The opposite is not true. In a remarkable paper in the British Journal of General Practice in April 2001 Professor Barbara Starfield cites international research evidence that supports these claims. Countries with strong primary care systems have lower health care costs than those with weaker primary care structures. Greater primary care availability produces a greater effect in disadvantaged areas, so it reduces inequity. And she reports evidence to show that hospitalisation rates for certain conditions are improved by a higher ratio of primary care physicians to the population, but not by a higher ratio of specialists.

 

Finally, and intriguingly, patients in the USA with a primary care physician, rather than a specialist as their personal physician, not only have lower costs of care overall but also live longer. On a recent visit to the Kaiser Permanente Health Maintenance Organisation in Southern California [in 2001] I saw the benefits of investing properly in primary health care.

 

If the UK government wants to make a real change in the public's perception of the NHS, and if it wants to improve health care quickly and cost effectively, it should invest in general practice.
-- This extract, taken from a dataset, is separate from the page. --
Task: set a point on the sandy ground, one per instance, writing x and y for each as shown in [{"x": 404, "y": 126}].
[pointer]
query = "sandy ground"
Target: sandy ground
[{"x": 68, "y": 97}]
And do it now. We need an acceptance that GPs and practice nurses should only do tasks requiring their particular skills, with all other work delegated to an expanded workforce of administrative personnel. Nurses should be recruited and trained as fast as possible ~ the ratio of nurses to physicians in Kaiser Permanente is three times that of British general practice.

 

We need better information systems, integrated throughout the PCT  [now CCG} and local hospitals, and we need protected time set aside each week for personal as well as PCT - based continuing education.

 

Of course such things cost money, but investment in general practice will bring greater dividends throughout the whole NHS than continuing to prioritise the insatiable, costly appetite of hospital services.

 

That’s not a daydream. It’s evidence - backed common sense."

 

Let me be clear. I was not, and am not, advocating depriving hospitals of the resources they need to function. They do a fantatic job and obviously require the funds necessary to continue doing their work.

 

What I am saying is that - at the same time - primary and community services require more. Only then can they provide better services for patients and at the same time take some pressure off hospitals. Everyone wins.